Every October, the world holds its breath as Stockholm announces who will receive science's highest honors. The Nobel Prizes in Physics and Chemistry, along with the Economics Prize, flow from the deliberations of an institution founded nearly three centuries ago when Carl Linnaeus, the father of modern taxonomy, gathered five colleagues in Stockholm with a revolutionary idea: scientific knowledge should be published in Swedish, not Latin, so that ordinary people could understand it. That democratic impulse still animates the Royal Swedish Academy of Sciences, which has grown from six founders to nearly 650 members and transformed from a local society into the global arbiter of scientific achievement.
On June 2, 1739, naturalist Carl Linnaeus joined forces with mercantilist Jonas Alströmer, mechanical engineer Mårten Triewald, civil servants Sten Carl Bielke and Carl Wilhelm Cederhielm, and statesman Anders Johan von Höpken to establish an academy fundamentally different from its peers. Sweden already had the Royal Society of Sciences in Uppsala, founded in 1719, but that institution published in Latin for an academic audience. The new Stockholm academy deliberately positioned itself near commerce rather than academia, in a capital that lacked a university, where practical knowledge could flow directly to merchants, manufacturers, and citizens. The founders modeled their society on the Royal Society of London and France's Académie Royale des Sciences, institutions some had visited, but they insisted on the vernacular tongue.
Alfred Nobel's will designated the Academy as selector of Physics and Chemistry laureates, a responsibility it has carried since 1901. The Economics Prize, formally the Sveriges Riksbank Prize in Economic Sciences in Memory of Alfred Nobel, joined the portfolio in 1968. The selection process involves thousands of nominations from qualified scientists worldwide, committee reviews lasting months, and final votes by Academy members sworn to secrecy. The Academy also awards the Crafoord Prize for disciplines Nobel overlooked, including mathematics, astronomy, and geosciences, as well as the Sjöberg Prize for cancer research and the Rolf Schock Prizes spanning logic, philosophy, visual arts, and music. These prizes shape careers, direct funding, and influence which questions science pursues.
The Academy divides its approximately 470 Swedish and 175 foreign members into ten classes representing distinct disciplines: Mathematics, Astronomy and Space Science, Physics, Chemistry, Geosciences, Biosciences, Medical Sciences, Engineering Sciences, Social Sciences, and Humanities. Since 1739, the Academy has elected roughly 1,700 Swedish and 1,200 foreign members, creating a lineage of scientific achievement spanning nearly three centuries. Members serve for life, and election represents the highest honor Swedish science can bestow on its practitioners. The Academy's permanent secretary, currently Hans Ellegren since January 2022, guides the institution's daily operations and serves as the face of Nobel announcements, a position held previously by luminaries including Jöns Jacob Berzelius, who served from 1818 to 1848.

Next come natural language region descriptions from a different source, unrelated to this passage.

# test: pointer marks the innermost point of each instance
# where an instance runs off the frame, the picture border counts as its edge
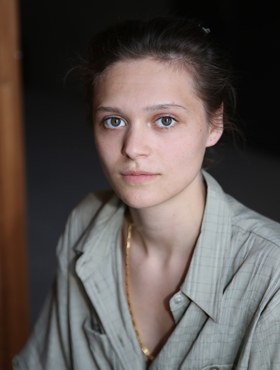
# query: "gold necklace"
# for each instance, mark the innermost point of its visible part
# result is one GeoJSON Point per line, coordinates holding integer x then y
{"type": "Point", "coordinates": [143, 348]}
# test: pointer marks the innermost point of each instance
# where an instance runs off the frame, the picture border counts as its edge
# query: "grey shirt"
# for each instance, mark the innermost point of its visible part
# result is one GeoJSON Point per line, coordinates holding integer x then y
{"type": "Point", "coordinates": [227, 310]}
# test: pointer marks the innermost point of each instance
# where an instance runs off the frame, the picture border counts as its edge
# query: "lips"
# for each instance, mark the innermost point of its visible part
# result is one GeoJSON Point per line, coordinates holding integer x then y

The Academy began publishing its transactions, Vetenskapsakademiens handlingar, in 1739, creating one of the world's oldest continuous scientific journals. By 1826, specialized annual reports in physics, chemistry, technology, botany, and zoology had emerged. Today, the Academy publishes Ambio for environmental research, Acta Mathematica, Arkiv för Matematik, Acta Zoologica, and Zoologica Scripta in partnership with Norway's Academy of Science and Letters. This publishing empire disseminates knowledge far beyond Sweden's borders, fulfilling the founders' vision of science as a shared human endeavor. The Academy also produces biographies of deceased members and portrait collections of current ones, documenting the human faces behind scientific progress.
The Academy of Sciences occupies a position within Stockholm's Royal National City Park, a green refuge in the Swedish capital that stretches across land and water. From this setting, the Academy pursues goals that would be familiar to Linnaeus: fostering dialogue across disciplines, supporting young researchers, rewarding outstanding achievement, and stimulating public interest in mathematics and science. The institution maintains relationships with academies worldwide, promotes international scientific cooperation, and seeks to influence research policy. Each October, when the Academy announces who has contributed most to physics, chemistry, or economics, it exercises a power that shapes scientific priorities globally, a remarkable legacy for six Swedish gentlemen who believed knowledge belonged to everyone.
Located at 59.37°N, 18.05°E within Stockholm's Royal National City Park. The Academy buildings are nestled in parkland north of the city center. Nearest major airport: Stockholm Arlanda (ESSA), approximately 35km north. Stockholm Bromma (ESSB) provides closer access. The Royal National City Park is visible as a distinctive green corridor through the urban landscape when approaching Stockholm from any direction.